PSWH Attorneys Successfully Represent Mistreated Transgender Woman in Appeal Against New Jersey Department of Corrections
Pashman Stein Walder Hayden attorneys Roger Plawker and James W. Boyan III served as appellate co-counsel with ACLU-NJ, representing Sonia Doe, a transgender woman, in an appeal of disciplinary sanctions imposed upon her while in the custody of the New Jersey Department of Corrections (DOC).
Despite having put the DOC on notice that she is a woman, Doe was housed in an all-male prison. On April 30, 2020, Doe filed a request to be transferred to Edna Mahan Correctional Facility for Women. While that request was in process, on May 12, 2020, Doe filed a grievance because she felt threatened in her then current housing assignment. On May 24, she was escorted to an office for an interview regarding her grievance.
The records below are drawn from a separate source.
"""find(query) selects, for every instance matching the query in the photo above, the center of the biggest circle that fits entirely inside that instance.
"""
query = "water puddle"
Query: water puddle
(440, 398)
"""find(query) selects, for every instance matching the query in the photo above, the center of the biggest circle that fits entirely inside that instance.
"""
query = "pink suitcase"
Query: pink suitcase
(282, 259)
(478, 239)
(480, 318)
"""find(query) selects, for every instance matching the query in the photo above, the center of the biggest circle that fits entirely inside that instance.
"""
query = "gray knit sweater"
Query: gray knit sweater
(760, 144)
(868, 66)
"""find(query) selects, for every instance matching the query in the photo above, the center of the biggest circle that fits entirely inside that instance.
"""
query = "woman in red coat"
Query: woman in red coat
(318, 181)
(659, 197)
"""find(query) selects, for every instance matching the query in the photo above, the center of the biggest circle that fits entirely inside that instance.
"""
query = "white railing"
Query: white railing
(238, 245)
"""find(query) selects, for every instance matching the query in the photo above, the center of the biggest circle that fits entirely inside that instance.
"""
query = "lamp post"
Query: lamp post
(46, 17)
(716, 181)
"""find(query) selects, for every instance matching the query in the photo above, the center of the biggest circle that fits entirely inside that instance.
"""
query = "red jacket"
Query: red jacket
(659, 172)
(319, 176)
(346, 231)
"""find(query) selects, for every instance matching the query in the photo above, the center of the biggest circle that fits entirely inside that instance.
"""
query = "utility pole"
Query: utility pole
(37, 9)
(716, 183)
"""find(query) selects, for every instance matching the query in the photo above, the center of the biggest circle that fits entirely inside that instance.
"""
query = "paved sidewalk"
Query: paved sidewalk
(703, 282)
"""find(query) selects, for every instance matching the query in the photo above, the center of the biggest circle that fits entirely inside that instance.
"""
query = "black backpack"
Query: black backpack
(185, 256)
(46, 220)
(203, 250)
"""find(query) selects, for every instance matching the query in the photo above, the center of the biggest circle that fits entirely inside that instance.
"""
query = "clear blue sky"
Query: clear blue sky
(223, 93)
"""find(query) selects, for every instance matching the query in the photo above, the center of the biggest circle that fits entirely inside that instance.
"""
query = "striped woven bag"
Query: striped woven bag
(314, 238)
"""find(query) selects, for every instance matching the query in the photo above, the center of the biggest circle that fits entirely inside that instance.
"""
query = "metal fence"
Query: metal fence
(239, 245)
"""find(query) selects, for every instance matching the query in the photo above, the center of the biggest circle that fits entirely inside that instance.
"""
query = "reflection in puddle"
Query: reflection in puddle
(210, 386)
After asserting her female gender during a pat-down by a male officer, and after alleged inappropriate touching by the officer, a physical altercation between Doe and the officers ensued. Doe sustained physical injuries. Doe was subsequently charged with disciplinary infractions, found guilty, and sentenced to 270 days of administrative segregation (isolated confinement), among other sanctions.
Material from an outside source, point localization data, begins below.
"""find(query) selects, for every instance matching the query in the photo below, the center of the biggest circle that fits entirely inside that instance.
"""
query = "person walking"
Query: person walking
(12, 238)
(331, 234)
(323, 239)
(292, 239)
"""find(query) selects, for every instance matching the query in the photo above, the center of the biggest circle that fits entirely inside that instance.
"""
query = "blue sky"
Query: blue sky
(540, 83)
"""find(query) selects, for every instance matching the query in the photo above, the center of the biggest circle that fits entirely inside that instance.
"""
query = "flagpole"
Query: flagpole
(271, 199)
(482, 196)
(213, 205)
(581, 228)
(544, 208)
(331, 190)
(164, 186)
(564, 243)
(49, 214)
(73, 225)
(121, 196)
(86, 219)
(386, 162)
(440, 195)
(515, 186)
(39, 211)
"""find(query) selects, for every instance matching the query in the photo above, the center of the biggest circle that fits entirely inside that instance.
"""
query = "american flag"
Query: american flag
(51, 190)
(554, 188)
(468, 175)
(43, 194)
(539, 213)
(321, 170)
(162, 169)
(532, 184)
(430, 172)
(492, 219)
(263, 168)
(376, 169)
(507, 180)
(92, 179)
Doe filed an appeal, and on June 3, 2020, the Appellate Division ordered that her sanctions be reconsidered in recognition that Doe was a “member of a vulnerable population” under the Isolated Confinement Restriction Act, which provides that isolated confinement should not be used against such populations. The Act defines a “member of a vulnerable population” to include any inmate who “is perceived to be lesbian, gay, bisexual, transgender or intersex.”
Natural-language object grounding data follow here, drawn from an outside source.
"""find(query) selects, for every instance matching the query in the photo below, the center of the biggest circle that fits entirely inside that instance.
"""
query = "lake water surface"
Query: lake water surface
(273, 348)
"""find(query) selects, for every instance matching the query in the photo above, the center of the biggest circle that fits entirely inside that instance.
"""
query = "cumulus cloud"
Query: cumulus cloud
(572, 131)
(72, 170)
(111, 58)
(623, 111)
Although the Act has not yet taken effect, the Court stayed the sanctions until its effective date of August 1, 2020 and remanded for reconsideration of Doe’s sanctions at that time, effectively preventing the DOC from imposing isolated confinement. Doe has been transferred to an all-women’s prison.
In response to the decision, Plawker said, “We are pleased with the Court’s decision and its sensitivity to Sonia Doe’s status as ‘member of a vulnerable population.’ This decision is an important step in achieving more humane treatment of vulnerable populations in the NJDOC system consistent with the legislative intent of the Act.”